Front End Electronics

The timing and charge of the signal were measured on the Front End Electronics of RICH (RICH FEE) [1]. The output of the pre amplifier was sent to RICH FEE via coaxial cable. Both informations of timing and charge were recorded in analog memory and they were digitized when it was triggered. These informations were sent to Data Collection Module (DCM) via optical fiber (G-LINK). The trigger informations were also generated and sent to Local LVL-1 trigger module. Fig 40 shows the block diagram of RICH FEE.

図 40: The block diagram of RICH FEE.

As shown in Figure  40, RICH FEE consisted of 15 modules in 9U VME compatible crate, one Controller Modules, ten AMU/ADC Modules, two LVL1 Trigger Modules, and two Readout Modules. A Controller Module was placed in the center of crate, other modules were placed symmetrically in left and right. The brief description about these modules are presented below.

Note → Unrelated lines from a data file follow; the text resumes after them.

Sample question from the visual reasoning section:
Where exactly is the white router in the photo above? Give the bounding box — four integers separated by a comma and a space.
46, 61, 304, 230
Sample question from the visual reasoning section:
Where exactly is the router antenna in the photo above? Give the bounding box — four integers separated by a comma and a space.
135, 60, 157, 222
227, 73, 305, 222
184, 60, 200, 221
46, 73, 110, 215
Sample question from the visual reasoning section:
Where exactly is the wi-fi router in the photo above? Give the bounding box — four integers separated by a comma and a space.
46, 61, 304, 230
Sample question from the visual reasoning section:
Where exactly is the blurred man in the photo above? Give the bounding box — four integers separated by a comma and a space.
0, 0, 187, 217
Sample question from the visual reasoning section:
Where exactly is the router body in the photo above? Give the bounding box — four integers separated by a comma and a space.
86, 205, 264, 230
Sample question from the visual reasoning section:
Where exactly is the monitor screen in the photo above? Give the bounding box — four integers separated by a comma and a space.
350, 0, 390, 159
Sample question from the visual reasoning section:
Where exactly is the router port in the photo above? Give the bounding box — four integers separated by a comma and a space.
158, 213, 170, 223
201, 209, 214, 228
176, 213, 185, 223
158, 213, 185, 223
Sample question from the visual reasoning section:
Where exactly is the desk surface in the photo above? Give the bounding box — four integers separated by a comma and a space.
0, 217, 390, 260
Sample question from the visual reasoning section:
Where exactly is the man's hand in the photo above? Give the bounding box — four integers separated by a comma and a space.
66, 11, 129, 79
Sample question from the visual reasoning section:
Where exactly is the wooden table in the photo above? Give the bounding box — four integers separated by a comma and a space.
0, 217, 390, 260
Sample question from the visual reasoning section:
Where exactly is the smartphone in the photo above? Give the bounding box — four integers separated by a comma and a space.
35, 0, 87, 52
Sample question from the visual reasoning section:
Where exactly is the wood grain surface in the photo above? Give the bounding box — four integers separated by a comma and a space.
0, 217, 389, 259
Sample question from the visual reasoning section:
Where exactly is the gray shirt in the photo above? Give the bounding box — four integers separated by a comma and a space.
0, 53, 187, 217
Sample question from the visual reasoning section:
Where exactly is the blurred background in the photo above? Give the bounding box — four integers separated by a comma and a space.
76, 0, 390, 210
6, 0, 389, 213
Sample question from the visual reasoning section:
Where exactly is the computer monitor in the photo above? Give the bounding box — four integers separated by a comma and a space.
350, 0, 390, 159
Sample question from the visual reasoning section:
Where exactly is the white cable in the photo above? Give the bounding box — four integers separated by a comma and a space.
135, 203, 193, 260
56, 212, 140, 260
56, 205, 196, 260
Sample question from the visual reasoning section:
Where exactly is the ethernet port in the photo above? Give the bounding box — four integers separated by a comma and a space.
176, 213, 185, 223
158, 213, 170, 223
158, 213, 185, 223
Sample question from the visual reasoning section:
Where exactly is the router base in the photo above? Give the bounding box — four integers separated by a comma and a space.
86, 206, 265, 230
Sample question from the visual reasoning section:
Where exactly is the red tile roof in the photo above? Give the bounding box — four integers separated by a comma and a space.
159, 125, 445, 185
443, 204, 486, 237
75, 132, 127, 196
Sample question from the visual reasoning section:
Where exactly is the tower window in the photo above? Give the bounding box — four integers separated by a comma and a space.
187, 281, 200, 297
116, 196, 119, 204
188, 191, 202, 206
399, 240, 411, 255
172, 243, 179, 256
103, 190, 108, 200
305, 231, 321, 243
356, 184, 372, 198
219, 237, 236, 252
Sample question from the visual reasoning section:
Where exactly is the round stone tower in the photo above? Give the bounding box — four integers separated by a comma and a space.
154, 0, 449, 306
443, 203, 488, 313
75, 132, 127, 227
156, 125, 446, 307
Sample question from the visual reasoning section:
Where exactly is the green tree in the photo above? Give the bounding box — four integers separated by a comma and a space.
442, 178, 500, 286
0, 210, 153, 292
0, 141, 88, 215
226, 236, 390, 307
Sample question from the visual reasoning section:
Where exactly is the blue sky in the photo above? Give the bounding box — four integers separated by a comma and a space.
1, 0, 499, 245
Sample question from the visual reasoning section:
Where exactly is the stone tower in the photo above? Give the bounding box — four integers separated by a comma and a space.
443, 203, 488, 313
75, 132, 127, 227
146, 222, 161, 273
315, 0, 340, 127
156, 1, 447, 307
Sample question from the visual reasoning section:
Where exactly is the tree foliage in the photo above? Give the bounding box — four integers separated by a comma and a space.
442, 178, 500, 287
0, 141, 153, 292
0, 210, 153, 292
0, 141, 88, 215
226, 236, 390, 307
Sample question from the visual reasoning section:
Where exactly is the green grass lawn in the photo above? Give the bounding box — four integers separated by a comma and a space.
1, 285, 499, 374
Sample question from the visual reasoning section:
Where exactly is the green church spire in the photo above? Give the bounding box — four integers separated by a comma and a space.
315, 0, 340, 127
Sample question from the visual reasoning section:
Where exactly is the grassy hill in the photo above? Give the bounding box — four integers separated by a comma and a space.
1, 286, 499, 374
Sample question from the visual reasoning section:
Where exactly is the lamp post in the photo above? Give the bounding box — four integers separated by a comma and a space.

The Controller Module is a central processing unit of RICH FEE. Other modules were initialized and configured thorough this module. The configuration data were transmitted from online control system via ARCNET. Also, this module was connected to Master Timing Module via G-LINK fiber and received the timing information and the control signal. The timing signal was sent to the AMU/ADC module via Category-5 twisted pair cable.

The AMU/ADC module received the output from the pre amplifier, and recorded informations of timing and charge of the signal in an analog memory. When it was triggered, these information were digitized and sent to the Read out module. To achieve this process, the AMU/ADC Module had two kinds of ASIC chip. The one was the Integrater (Int-R) chip which had 8 channels of integraters and Time to Analog converter. The other was AMU/ADC (Analog Memory Unit/A-D Converter) chip which was comprising of 32 channels of 64 analog memory units and 12 bits A-D converters. Both chips was developed at Oak Ridge National Laboratory[2]. One AMU/ADC Module had 8 Int-R chips and the number of channel in one module was 64. The analog memory hold an integrated charge and timing information at each bunch crossing. Once the trigger signal was received, memorized data corresponding to the trigger were converted to digital data and were sent to the Readout module. Each Readout Module collected data from 5 AMU/ADC Modules via two separated bus(32 bit each) in backplane. The collected data were sent to DCM via G-LINK.

The Int-R chip was the complex of several circuits, which is shown in Fig. 41.

図 41: Block diagram of a channel of RICH chip.

図 42: Charge measurement. Pre-event and Post-event are measured.

For the charge measurement, it had charge integrater and Variable Gain Amplifier (VGA). For the timing measurement, it had Leading Edge Discriminater, Constant Fraction Discriminater, and Time to Amplitude Converter (TAC). Also, it had 2 Trigger Sum circuit, calibration circuit and various Digital to Analog Converters.

The maximum outputs of both VGA and TAC were adjusted to be 3.25V that matched the input dynamic range of AMU/ADC chips. The eight bit ADC resolution which corresponds to 500ps was required for TAC. As shown in Fig. 42, the charge information was given by

$$V_{charge}=V_{post}-V_{pre},$$

where $V_{pre}$ and $V_{post}$ were pre-event and post-event voltages, respectively. The low frequency noise was neglect after subtraction because the baseline of integrater output was a constant within 2 clocks.